A teenage girl spared jail over her part in the death of a Dagenham man has been given a second chance to avoid a “downward spiral”.

Chloe Harkins-Turner used Snapchat to help lure Ayodeji Azeez, 22, to south London in a plot to steal his BMW car in 2018.

When he resisted, Mr Azeez was fatally stabbed 16 times with a large knife by 23-year-old Kevin Lusala.

Following a trial at the Old Bailey earlier this year, Lusala, of Orpington, was jailed for life for murder with a minimum term of 30 years.

Harkins-Turner wept as she was handed a three-year rehabilitation order having admitted conspiracy to rob.

A third defendant, Chaise Gray, 24, of South Norwood reacted angrily at being jailed for 10 years for the same offence.

Sentencing in January, Judge Mark Dennis QC said: “This had been a planned ambush with the deceased being lured from his home in Dagenham with the expectation of meeting a female.

“This was a truly shocking and cruel attack carried out in broad daylight in a residential area.”

On Wednesday, August 5, Harkins-Turner, from Harrow, returned to the Old Bailey for repeatedly breaching her curfew conditions.

The 18-year-old also admitted pushing a care worker after sneaking two males into her accommodation while drunk on a litre of pink gin and grabbing the arm of a police officer.

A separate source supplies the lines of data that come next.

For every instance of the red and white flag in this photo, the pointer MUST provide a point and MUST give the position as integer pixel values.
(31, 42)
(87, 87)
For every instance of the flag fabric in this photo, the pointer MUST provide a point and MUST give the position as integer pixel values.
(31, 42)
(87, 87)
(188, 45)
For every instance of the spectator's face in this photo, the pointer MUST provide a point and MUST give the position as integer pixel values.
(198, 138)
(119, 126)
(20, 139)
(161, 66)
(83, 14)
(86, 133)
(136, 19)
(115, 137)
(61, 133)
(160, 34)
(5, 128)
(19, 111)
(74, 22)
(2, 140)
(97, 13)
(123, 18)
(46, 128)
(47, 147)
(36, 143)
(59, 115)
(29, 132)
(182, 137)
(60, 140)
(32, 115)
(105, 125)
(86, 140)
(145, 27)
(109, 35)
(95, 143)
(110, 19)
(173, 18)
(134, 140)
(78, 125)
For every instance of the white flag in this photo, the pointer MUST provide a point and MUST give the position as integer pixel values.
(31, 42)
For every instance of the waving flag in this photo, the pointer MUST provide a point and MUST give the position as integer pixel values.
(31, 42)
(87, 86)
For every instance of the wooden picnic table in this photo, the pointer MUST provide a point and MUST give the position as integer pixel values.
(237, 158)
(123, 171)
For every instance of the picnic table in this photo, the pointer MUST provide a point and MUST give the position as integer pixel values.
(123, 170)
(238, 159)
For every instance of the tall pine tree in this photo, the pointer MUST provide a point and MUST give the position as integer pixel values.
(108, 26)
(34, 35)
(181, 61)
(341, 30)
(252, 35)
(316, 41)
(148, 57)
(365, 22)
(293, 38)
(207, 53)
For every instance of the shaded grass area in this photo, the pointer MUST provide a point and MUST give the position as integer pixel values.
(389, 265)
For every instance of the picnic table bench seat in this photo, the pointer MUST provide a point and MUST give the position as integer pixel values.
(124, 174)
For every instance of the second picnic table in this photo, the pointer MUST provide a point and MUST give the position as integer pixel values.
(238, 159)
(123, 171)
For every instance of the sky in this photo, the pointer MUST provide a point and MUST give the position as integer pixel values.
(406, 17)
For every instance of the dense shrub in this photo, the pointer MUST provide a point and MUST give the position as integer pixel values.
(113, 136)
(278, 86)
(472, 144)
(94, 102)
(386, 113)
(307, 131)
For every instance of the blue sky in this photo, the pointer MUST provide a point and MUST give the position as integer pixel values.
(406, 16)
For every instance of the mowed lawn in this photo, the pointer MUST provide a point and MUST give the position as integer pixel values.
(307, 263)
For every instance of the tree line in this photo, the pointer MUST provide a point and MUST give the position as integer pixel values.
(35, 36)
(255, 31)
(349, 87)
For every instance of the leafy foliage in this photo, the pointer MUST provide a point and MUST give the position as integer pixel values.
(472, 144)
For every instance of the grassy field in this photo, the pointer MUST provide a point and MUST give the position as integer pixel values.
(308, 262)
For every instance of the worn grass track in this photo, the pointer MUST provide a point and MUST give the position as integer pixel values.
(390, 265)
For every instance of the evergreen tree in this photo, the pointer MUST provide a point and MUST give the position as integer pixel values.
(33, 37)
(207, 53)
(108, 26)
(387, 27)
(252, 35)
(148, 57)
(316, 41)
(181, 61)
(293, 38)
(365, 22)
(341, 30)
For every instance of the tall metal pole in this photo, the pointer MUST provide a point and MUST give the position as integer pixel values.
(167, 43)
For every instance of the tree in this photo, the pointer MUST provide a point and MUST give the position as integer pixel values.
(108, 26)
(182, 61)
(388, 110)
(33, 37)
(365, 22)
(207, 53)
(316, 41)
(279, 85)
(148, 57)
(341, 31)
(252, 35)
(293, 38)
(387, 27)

Jon Anders, mitigating, observed: “This was a young woman who had so little guidance in life it was very difficult for her to make the right choices.”

He said the lockdown period had affected the approach authorities had been able to take in her case.

Judge Dennis opted not to revoke the rehabilitation order in exchange for three years’ youth detention.

He told the defendant: “Your repeated breaking of the curfew requirement is a matter of huge concern and would fully justify me to quash that order and impose that three years’ detention that some would say I should have imposed in the first place.

“After some considerable consideration I have decided not to revoke that order.”

He handed her a conditional discharge for two years for the offences of assault by beating and obstructing a constable in his duty over the incident in April.

He told Harkins-Turner: “Climb out of the position you are in with the help you have been given or put yourself on a downward spiral.”